もう、あの夏の日に笑いかけてくれた彼はどこにもいない――
彼女の想いは、粉々に砕け散った。
増水した川に飲み込まれたヴィオレッタは、必死にもがいた。
何とか水面に顔を出しても、水を吸ったドレスが何度も邪魔をする。
苦しくて、息が出来ない。
それでも――
(赤ちゃん……)
この小さな命を諦めたくはなかった。
ヴィオレッタは、必死に体を動かした。
もがいているうちに、いつしかケープは肩から外れ、濁流の中へと飲まれて消えた。
(この子を……助けなければ)
冷たい濁流に揉まれながら、流れてきた大きな枝に、ヴィオレッタは必死に手を伸ばした。
その枝に必死に掴まり、彼女は水面へと顔を出した。
そうして、どれほど流されたのか――
(わたくしは、助かったの……?)
気が付けば、ヴィオレッタはどこかの川辺に流れ着いていた。
水を吸ったドレスが全身を包み、凍り付いたように体が動かない。
(赤ちゃん……どうか……)
意識が朦朧とする中で、彼女は気を失った。
痩せた薬指から、いつの間にか結婚指輪は抜け落ち、なくなっていた。
◇
どこからか、穏やかな優しい声が聞こえた気がした。
「――大丈夫ですか?!」
ヴィオレッタの唇から水が零れ、彼女は激しく咳き込んだ。
(ここは……?)
目覚めると、彼女は小石が転がる川辺に横たわっていた。
いつの間にか、ずぶ濡れの彼女の体には上質な男性用のコートが掛けられていた。
「良かった……」
柔らかな、低い声が落ちる。
ぼやけたヴィオレッタの視界に、金色の髪が揺れた。
(ロナルド様? ……違う、この方は……)
ヴィオレッタの菫色の瞳に映ったのは、安堵に淡い微笑みを浮かべる、見知らぬ金の髪の青年だった。

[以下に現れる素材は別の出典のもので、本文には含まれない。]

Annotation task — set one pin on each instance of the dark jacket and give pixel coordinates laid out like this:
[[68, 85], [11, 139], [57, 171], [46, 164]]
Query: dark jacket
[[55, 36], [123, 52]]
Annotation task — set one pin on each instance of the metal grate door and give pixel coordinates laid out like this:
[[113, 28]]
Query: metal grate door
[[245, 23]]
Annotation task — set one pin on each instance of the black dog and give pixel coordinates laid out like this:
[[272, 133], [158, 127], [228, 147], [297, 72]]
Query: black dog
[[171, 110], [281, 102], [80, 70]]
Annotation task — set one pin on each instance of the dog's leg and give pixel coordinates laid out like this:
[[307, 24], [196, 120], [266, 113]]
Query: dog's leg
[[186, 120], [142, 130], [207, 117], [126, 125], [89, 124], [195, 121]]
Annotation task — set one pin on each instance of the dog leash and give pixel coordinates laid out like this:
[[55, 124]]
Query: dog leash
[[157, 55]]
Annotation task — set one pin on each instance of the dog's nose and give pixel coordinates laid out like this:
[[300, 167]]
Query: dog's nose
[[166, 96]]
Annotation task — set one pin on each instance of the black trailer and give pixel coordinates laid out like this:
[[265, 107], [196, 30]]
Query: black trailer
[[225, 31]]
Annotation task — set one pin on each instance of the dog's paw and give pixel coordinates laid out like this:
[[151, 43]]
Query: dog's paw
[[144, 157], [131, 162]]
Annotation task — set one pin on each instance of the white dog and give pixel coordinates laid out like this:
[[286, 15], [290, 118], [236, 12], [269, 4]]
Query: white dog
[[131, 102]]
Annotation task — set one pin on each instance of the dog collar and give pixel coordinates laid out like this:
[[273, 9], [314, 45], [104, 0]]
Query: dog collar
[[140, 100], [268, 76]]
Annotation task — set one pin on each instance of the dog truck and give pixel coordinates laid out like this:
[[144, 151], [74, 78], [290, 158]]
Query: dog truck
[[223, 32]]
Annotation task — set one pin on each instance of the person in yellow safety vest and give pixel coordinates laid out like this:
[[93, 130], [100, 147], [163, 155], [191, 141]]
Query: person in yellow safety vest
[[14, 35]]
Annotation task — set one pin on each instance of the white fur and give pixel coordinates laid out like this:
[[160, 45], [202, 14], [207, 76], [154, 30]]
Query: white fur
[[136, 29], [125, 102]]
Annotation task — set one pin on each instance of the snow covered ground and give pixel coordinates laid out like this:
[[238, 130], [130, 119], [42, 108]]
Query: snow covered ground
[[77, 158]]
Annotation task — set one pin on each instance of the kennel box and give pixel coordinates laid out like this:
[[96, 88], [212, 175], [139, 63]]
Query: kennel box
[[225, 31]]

一見冷たくも感じられる端正な容貌の青年は、ヴィオレッタを見て淡く微笑んだ。
「私はレオといいます。すぐに医師に診てもらいましょう」
「あ……」
ヴィオレッタの薄紫に染まった唇が微かに震えた。
声も出すことが出来ないヴィオレッタに、青年の水色の瞳は心配そうに揺れた。
「大丈夫です。すぐにお連れしますからね」
ヴィオレッタの縋るような眼差しに、青年は安心させるように微笑んだ。
ヴィオレッタの美しかった黒髪は濁流でもつれ、枯葉が幾つも絡まっていた。ラベンダー色のドレスはあちこちが破れ、その姿はまるで打ち捨てられた人形のようだ。
だが、青年は躊躇いもせずに自分のコートでヴィオレッタを包んで抱き上げた。
弱りきったヴィオレッタは、青年の顔を見上げることすらできなかった。
(赤ちゃん、きっともう大丈夫よ……)
冷え切ったドレス越しに、体温など感じるはずもないのに――
ヴィオレッタは、青年の腕の中が何故か温かく感じた。
◇
「レアンドロ様……そちらの方は――」
「エッダ! すぐに湯を沸かしてくれ!!」
自分の邸へとヴィオレッタを連れ帰ったレアンドロは、年配のメイドに彼女を預けると、すぐに医師を呼んだ。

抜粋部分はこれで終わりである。